The New Testament church does not have a particular name, although it is variously described or designated — by its ownership and allegiance (Acts 20:28; Matt. 16:18), by its constituency (Rom. 16:4; Heb. 12:23), and by its location — whether in a house (Philemon 1-2), a city (Rev. 2-3), a province (1 Cor. 16:1, 19), or the whole world (Eph. 5:23). When some Corinthian believers began wearing the names denoting special allegiances, Paul roundly criticized their conduct as misguided and divisive of Christ’s body. His criticism apparently included those also who used Christ’s name, but in a sectarian manner (1 Cor. 1:10-17). That surely does not mean, however, that Christians cannot freely call themselves after God, or Christ, without an improper spirit.
The variety of names used by major Christian churches today reflects a lack of common understanding. Some names signify forms of church governance — whether universal (“Catholic”), by regional bishops (“Episcopal”), by local elders (“Presbyterian”), or by local majority (“Congregational”). Other names point to an understanding of the nature of the church (“Baptist,” “Bible”), or to a form of life and piety (“Methodist,” “Holiness,” “Quaker,” “Charismatic”). Other names reflect the influence of a great man (“Lutheran,” “Wesleyan,” “Mennonite”), or moment (“Pentecostal”) or movement (“Reformed”). Some names are purely geographical (“The Church of England,” “The Church of Scotland”).

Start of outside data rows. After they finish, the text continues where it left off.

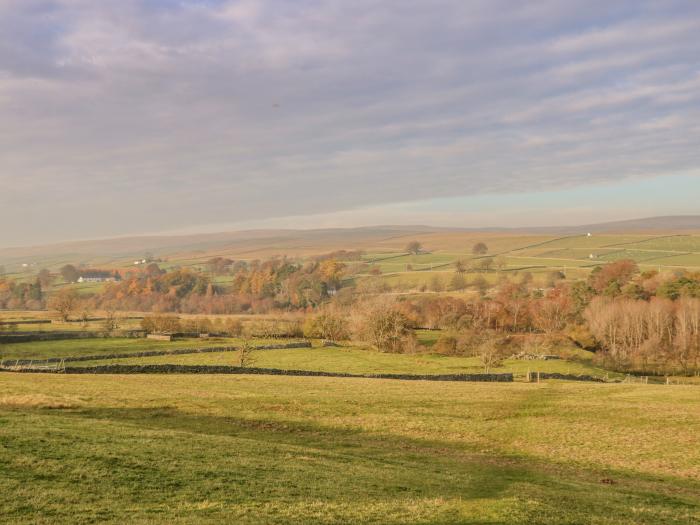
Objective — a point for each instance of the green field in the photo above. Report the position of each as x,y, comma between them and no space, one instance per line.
96,346
248,449
363,361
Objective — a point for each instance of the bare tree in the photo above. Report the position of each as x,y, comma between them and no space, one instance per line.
64,302
111,321
414,247
480,248
245,355
489,355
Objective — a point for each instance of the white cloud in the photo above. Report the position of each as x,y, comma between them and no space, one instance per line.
196,112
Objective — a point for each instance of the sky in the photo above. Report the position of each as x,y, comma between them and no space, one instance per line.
125,117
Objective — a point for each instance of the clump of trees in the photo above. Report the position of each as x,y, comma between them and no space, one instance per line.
480,248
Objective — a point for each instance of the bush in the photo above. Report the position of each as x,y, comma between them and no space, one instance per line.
385,328
160,324
446,345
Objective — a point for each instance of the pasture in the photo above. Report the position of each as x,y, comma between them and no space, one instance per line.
250,449
354,360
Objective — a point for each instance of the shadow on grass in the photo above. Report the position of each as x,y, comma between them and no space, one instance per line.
165,457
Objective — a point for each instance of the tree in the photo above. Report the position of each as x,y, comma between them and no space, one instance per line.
111,321
458,283
45,278
160,324
85,314
64,302
484,264
70,273
385,328
489,355
480,248
154,271
414,247
481,285
330,325
245,355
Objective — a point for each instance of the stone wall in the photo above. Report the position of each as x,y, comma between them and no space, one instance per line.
203,369
150,353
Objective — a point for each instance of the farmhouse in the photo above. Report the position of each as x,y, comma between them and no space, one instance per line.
98,276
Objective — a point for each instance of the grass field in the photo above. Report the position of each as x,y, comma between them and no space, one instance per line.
96,346
363,361
538,254
246,449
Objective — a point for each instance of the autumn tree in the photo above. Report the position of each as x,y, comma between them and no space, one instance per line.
414,247
246,357
45,278
480,248
489,354
70,273
384,327
64,303
458,282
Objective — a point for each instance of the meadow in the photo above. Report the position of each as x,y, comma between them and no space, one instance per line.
251,449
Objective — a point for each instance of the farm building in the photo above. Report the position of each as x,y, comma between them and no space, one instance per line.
98,276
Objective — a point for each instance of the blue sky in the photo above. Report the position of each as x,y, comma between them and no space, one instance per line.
136,116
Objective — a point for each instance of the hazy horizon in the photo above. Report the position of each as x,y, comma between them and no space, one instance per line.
153,117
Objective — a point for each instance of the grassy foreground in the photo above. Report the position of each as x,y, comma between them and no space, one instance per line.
354,360
250,449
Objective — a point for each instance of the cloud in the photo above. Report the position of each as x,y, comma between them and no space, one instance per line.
145,115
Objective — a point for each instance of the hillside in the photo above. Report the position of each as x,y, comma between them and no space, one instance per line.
254,244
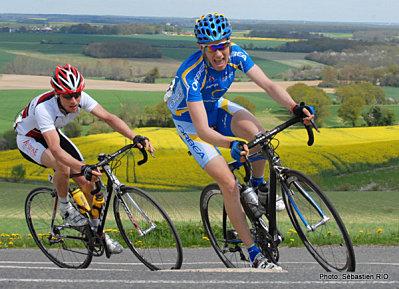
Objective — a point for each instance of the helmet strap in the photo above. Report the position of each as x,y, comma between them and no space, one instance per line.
62,109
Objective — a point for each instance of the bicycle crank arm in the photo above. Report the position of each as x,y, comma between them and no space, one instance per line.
312,228
145,232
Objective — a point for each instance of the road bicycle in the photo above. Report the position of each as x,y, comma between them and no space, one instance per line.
314,219
143,224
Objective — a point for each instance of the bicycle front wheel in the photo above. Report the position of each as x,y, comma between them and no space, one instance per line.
224,239
317,223
147,230
67,247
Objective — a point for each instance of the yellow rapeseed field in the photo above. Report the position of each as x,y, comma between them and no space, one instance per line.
172,168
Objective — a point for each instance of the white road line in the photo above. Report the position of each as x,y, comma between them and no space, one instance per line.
191,281
190,263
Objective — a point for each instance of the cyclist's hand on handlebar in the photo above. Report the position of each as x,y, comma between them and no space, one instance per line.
238,150
90,173
142,141
306,112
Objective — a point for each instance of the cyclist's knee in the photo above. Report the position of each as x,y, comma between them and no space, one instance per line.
62,170
229,186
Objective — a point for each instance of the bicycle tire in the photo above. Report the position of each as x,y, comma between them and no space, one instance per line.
329,243
152,248
69,247
220,231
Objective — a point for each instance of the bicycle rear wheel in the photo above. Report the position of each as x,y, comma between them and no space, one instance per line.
317,223
67,247
147,230
220,231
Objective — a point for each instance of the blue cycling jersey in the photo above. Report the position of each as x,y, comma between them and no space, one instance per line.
197,81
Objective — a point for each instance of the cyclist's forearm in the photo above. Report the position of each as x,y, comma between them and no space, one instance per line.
63,157
213,137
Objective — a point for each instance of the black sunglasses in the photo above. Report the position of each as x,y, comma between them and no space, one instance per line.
71,95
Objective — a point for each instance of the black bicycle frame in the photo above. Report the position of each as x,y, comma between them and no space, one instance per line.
267,152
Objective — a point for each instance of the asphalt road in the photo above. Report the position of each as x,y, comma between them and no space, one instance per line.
377,267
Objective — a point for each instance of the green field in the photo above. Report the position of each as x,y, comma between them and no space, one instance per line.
14,100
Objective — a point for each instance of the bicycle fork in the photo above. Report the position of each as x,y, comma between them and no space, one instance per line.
302,191
134,221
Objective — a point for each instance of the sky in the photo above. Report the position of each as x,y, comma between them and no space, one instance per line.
386,11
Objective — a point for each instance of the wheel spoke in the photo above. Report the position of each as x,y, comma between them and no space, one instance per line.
66,246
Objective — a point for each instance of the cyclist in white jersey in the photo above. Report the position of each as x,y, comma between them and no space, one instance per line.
40,140
204,119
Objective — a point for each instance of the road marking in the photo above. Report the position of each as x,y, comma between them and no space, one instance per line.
192,281
188,263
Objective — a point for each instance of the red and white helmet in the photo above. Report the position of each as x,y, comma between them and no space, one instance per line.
67,79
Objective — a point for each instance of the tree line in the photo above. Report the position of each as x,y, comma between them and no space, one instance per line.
121,49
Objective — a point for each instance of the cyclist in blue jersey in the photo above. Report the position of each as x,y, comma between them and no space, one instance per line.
204,119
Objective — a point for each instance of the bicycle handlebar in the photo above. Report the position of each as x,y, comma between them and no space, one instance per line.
262,137
105,159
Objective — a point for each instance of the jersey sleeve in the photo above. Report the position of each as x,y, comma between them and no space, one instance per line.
87,102
44,119
241,58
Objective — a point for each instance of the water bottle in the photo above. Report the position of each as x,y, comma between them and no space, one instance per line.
251,199
263,195
98,202
80,200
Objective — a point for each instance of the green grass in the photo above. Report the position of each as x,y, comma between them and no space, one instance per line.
13,101
5,58
366,222
337,35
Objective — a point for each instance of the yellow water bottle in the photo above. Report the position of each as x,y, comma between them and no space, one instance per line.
80,200
98,202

I am persuaded that denominationalism reflects our human weakness and error, and that it impedes the progress of the gospel. Until we outgrow denominations, I suggest that we ought at least to place in parentheses all names which distinguish some Christians from others, with the distinguishing name coming after another, nonsectarian, designation which acknowledges the oneness of all God’s people in Christ. “Christchurch” would be my nomination, since “Church of Christ,” “Church of God” and “Christian Church” have all become denominational names.